From: Ram Pai <linuxram@us.ibm.com>
To: linux-kernel@vger.kernel.org, linux-fsdevel@vger.kernel.org
Cc: Alexander Viro <viro@parcelfarce.linux.theplanet.co.uk>,
mike@waychison.com, Miklos Szeredi <miklos@szeredi.hu>,
bfields@fieldses.org, Andrew Morton <akpm@osdl.org>,
penberg@cs.helsinki.fi
Subject: [RFC-2 PATCH 0/8] shared subtree
Date: Sun, 17 Jul 2005 23:53:11 -0700 [thread overview]
Message-ID: <20050718065311.210001000@localhost> (raw)

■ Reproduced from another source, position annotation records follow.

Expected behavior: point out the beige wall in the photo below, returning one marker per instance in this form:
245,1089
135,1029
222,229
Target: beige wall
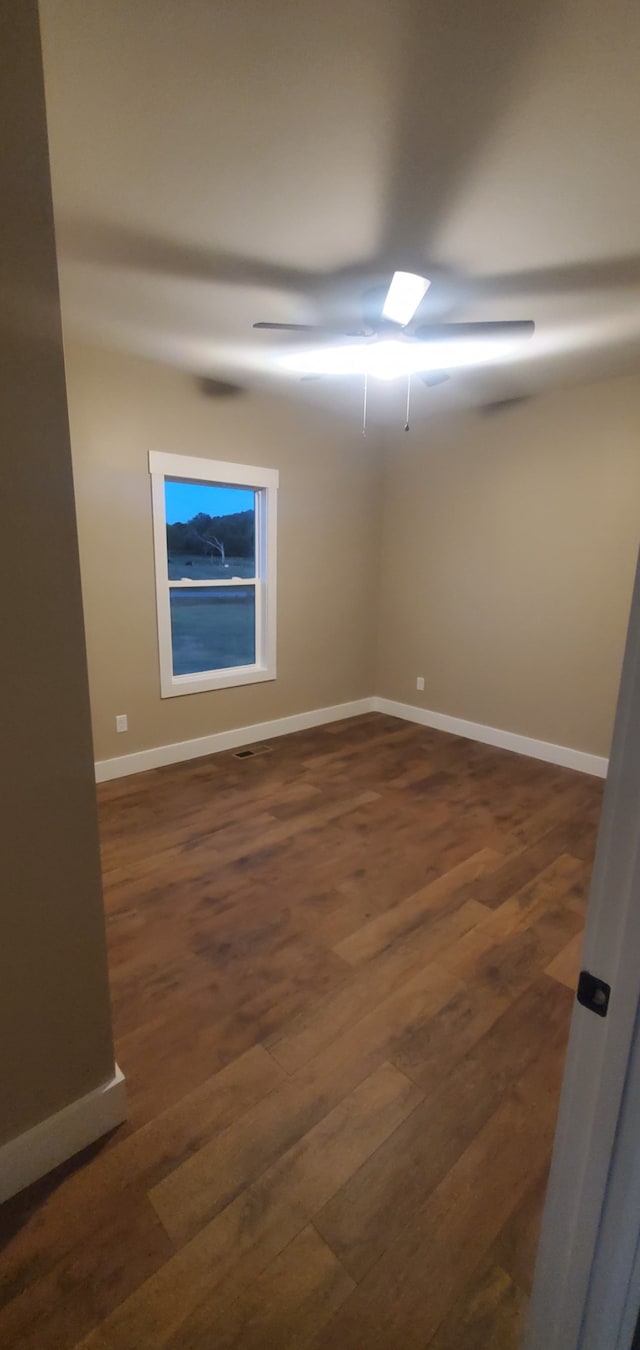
328,535
54,1014
509,548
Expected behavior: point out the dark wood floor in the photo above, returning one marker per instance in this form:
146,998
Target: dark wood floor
342,979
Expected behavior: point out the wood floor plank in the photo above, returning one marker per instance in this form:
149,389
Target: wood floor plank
340,1046
322,1158
290,1302
411,1289
490,1315
373,1210
327,1018
95,1276
424,906
97,1192
516,1246
238,1245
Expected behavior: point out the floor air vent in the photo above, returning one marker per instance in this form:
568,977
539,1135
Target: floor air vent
251,751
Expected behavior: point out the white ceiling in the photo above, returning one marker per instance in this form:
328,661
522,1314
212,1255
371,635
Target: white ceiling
223,161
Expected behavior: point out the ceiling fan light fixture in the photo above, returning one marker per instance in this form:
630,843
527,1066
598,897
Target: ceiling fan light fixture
404,296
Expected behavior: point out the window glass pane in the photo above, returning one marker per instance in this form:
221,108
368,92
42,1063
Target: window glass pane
209,531
212,629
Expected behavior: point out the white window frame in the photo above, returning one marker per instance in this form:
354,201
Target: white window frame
263,482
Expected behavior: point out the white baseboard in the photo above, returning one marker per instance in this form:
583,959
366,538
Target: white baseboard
161,755
563,755
218,741
57,1138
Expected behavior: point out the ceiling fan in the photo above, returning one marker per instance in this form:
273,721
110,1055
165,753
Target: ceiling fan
392,346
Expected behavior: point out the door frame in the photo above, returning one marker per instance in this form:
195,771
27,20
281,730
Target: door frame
588,1273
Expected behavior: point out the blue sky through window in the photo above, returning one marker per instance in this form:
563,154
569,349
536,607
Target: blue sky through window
184,501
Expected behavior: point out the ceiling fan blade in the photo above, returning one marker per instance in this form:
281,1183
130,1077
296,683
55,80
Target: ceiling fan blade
313,328
435,377
492,328
405,292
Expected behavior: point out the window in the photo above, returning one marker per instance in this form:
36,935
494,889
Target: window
215,573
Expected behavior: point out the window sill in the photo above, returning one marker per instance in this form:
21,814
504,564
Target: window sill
176,685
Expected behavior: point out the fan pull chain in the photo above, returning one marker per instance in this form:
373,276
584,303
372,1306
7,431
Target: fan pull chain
408,401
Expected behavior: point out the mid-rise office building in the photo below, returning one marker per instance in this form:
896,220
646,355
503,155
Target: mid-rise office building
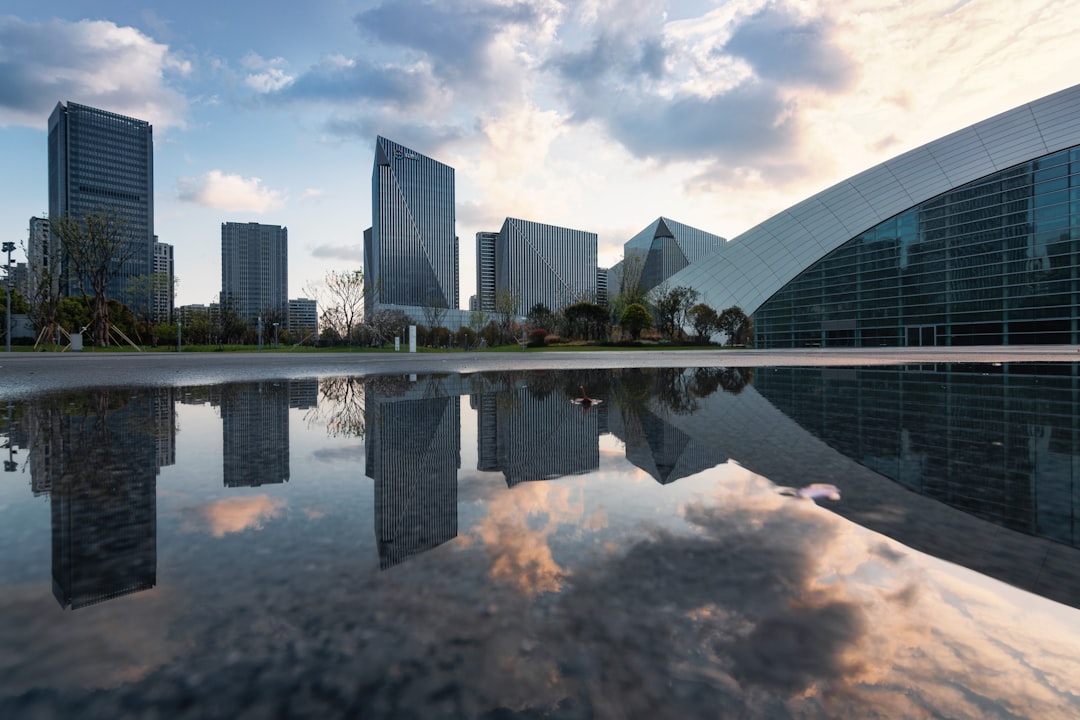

Enclosed 8 patches that implement shared subtree functionality as
detailed in Al Viro's RFC found at http://lwn.net/Articles/119232/
I have incorporated all the comments received earlier in first round. Thanks
to Miklos and Pekka for the valuable comments. Also I have optimized lots of
code, especially in pnode.c . Code is unit tested. However the code in its
current form does not handle ENOMEM error gracefully. I am working on it.
The incremental patches provide the following functionality:
1) shared_private_slave.patch : Provides the ability to mark a subtree as
shared or private or slave.
2) unclone.patch : provides the ability to mark a subtree as unclonable. NOTE:
this feature is an addition to Al Viro's RFC, to solve the vfsmount explosion.

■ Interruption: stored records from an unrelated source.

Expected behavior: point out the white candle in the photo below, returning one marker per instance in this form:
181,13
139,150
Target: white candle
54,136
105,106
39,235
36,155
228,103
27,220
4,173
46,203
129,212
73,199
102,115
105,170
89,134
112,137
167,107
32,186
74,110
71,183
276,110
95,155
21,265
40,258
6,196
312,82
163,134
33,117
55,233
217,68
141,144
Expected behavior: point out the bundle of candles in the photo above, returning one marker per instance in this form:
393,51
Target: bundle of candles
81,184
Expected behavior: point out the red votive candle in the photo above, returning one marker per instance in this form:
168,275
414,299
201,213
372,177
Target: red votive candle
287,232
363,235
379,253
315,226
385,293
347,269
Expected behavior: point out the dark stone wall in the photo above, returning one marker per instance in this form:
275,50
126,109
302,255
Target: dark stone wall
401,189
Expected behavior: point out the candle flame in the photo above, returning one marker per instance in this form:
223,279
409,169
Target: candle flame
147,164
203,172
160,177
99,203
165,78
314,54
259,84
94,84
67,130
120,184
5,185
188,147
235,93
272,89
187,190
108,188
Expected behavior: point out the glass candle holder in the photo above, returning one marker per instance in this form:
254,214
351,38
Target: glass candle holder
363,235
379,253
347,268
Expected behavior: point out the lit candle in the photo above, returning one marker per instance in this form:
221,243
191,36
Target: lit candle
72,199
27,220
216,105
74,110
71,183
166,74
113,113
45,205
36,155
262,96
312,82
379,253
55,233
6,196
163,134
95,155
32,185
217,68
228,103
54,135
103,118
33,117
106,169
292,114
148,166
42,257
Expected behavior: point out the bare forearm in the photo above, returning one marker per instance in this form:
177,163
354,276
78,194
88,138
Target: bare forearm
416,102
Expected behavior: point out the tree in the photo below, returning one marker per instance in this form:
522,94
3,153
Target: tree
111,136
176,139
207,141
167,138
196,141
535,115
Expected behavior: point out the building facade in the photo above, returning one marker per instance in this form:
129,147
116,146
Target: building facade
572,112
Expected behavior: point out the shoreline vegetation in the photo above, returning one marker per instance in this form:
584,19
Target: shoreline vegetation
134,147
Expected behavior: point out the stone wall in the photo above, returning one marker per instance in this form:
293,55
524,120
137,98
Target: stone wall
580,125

The problem is detailed here:
http://www.ussg.iu.edu/hypermail/linux/kernel/0502.0/0468.html
3) rbind.patch : this patch adds the ability to propagate binds/rbinds across
vfsmounts.
4) move.patch : this patch provides the ability to move a
shared/private/slave/unclonable subtree to some other mount-point. It also
provides the same feature to pivot_root()
5) umount.patch: this patch provides the ability to propagate unmounts.
6) namespace.patch: this patch provides ability to clone a namespace, with
propagation set to vfsmounts in the new namespace.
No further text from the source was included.